Les chiffres du secteur
1.1
Pour beaucoup d’entre nous, le vin n’est pas qu’une simple boisson alcoolisée. On en parle en effet souvent, comme étant issu d’un véritable savoir-faire, voire, comme étant l'emblème d’un savoir-vivre pour certaines cultures. Pour le consommateur, il s’agit d’une expérience hédoniste liée au partage, qui n’a d’autre but qu’elle-même.
Depuis toujours, bon nombre de viticulteurs vendent une partie de leur production directement sur l’exploitation ou lors de salons. Ceci est particulièrement vrai pour les petits domaines qui ont peu de moyens pour exporter et promouvoir leur production en dehors de leur région. Cette pratique qui tient plus de la tradition que d’une démarche réfléchie et marketée, s’est finalement organisée et structurée, pour devenir au fil des ans l’oenotourisme.
Michael Hall (2000) définit l’oenotourisme très simplement comme étant: "la visite d'un domaine viticole, d'une cave, d'un salon ou événement oenologique durant lequel la dégustation et ou la région de production sont les premières motivations des visiteurs". C’est durant les années 2000 que le secteur va fortement évoluer et se professionnaliser, complexifiant de fait, sa définition.

Ainsi, selon Getz et Brown (2006) dès lors que des clients se rendent sur une exploitation on peut parler d’oenotourisme. Ils développent leur définition en incluant les différentes stratégies qu’utilisent les vignerons pour attirer les clients et réaliser ainsi des ventes sur leur domaine (comme des concerts ou des cinémas en plein air). Pour les touristes, il s’agit de nourrir un intérêt pour une région viticole et ses savoir-faire, tandis que pour les vignerons, l’oenotourisme est un outil de développement commercial.
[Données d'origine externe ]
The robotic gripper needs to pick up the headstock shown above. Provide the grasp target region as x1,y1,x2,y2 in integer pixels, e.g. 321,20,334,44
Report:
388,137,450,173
Ritchie et Crouch (2003) vont même plus loin et qualifient l’oenotourisme comme la frontière entre le tourisme rural et le tourisme culturel, devenant donc un nouveau secteur touristique à part entière.
Ce n'est que dans les années 2000 que l'oenotourisme s'est développé en France. En effet, les vignerons ont dû trouver une alternative pour compenser les ventes qui ne faisaient que diminuer dues à la concurrence des nouveaux pays producteurs. D'après Martin Lhuiller, directeur du pôle oenotourisme d'Atout France, c'est principalement la crise de 2008 qui a incité les vignerons français à se lancer dans l'oenotourisme.
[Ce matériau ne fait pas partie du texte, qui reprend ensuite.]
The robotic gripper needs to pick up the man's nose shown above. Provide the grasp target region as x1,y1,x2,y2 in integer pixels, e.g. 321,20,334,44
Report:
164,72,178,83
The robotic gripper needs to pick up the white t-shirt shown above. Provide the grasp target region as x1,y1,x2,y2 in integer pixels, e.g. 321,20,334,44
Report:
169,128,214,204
Comparé aux autres pays producteurs, le développement du secteur en France paraît tardif. Par exemple, les marchés Australiens et Néo-zélandais existent depuis les années 90. R.Mitchel et M.Hall en 2006, ont identifié dans leur : "Etat des lieux de la recherche Oenotouristique", que 69% des études académiques sur l’oenotourisme provenait de l’Australie et la Nouvelle Zélande entre 1989 et 2006. Seuls 2% des études concernaient des vignobles français. Ces deux pays ont une approche de l’oenotourisme tournée vers les attentes clients (depuis les années 90) tandis que la France devra attendre la fin des années 2000, pour commencer à mettre de côté une approche centrée sur le produit et mettre plus en avant le service proposé. La dégustation au domaine, activité phare de l’oenotourisme, est d’abord un fait culturel en Europe (France, Italie, Espagne) qui n’est pas réfléchi avec une approche marketing et qui n’est pas toujours payante.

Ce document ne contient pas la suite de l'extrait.